L’espace compris entre les rochers au torrent, la chaussée rocailleuse et les montagnes de la gauche formaient un lac sur les bords duquel nous nous promenions ; c’est de là que nous contemplions toute cette scène merveilleuse ; cependant il s’était élevé, vers la partie du ciel qu’on apercevait entre la touffe d’arbres de la partie rocailleuse et les rochers aux deux pêcheurs, un nuage léger que le vent promenait à son gré… Lors me tournant vers l’abbé :

« En bonne foi, lui dis-je, croyez-vous qu’un artiste intelligent eût pu se dispenser de placer ce nuage précisément où il est ? ne voyez-vous pas qu’il établit pour nos yeux un nouveau plan ; qu’il annonce un espace en deçà et au delà ; qu’il recule le ciel, et qu’il fait avancer les autres objets ? Vernet aurait senti tout cela. Les autres, en obscurcissant leurs ciels de nuages, ne songent qu’à en rompre la monotonie.
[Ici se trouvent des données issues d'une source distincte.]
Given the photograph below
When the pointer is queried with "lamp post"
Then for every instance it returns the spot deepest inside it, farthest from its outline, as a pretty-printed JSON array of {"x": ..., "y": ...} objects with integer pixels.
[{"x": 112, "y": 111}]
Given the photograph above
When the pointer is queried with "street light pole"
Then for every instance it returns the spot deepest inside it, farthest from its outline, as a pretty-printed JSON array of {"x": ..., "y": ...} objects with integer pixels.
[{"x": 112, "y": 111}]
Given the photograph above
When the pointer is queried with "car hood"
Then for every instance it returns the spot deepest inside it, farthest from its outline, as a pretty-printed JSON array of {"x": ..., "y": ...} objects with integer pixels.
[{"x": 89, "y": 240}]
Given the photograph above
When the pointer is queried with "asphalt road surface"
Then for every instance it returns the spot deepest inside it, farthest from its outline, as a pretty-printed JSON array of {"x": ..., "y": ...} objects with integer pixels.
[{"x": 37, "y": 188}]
Vernet veut que les siens aient le mouvement et la magie de celui que nous voyons.

— Vous avez beau dire Vernet, Vernet, je ne quitterai point la nature pour courir après son image. Quelque sublime que soit l’homme, ce n’est pas Dieu.

— D’accord ; mais, si vous aviez un peu plus fréquenté l’artiste, il vous aurait peut-être appris à voir dans la nature ce que vous n’y voyez pas. Combien de choses vous y trouveriez à reprendre ! Combien l’art en supprimerait, qui gâtent l’ensemble et nuisent à l’effet ; combien il en rapprocherait, qui doubleraient notre enchantement !

— Quoi ! sérieusement vous croyez que Vernet aurait mieux à faire que d’être le copiste rigoureux de cette scène ?

— Je le crois.

— Dites-moi donc comment il s’y prendrait pour l’embellir.

— Je l’ignore, et si je le savais je serais plus grand poëte et plus grand peintre que lui ; mais, si Vernet vous eût appris à mieux voir la nature, la nature, de son côté, vous eût appris à bien voir Vernet.

— Mais Vernet ne sera toujours que Vernet, un homme.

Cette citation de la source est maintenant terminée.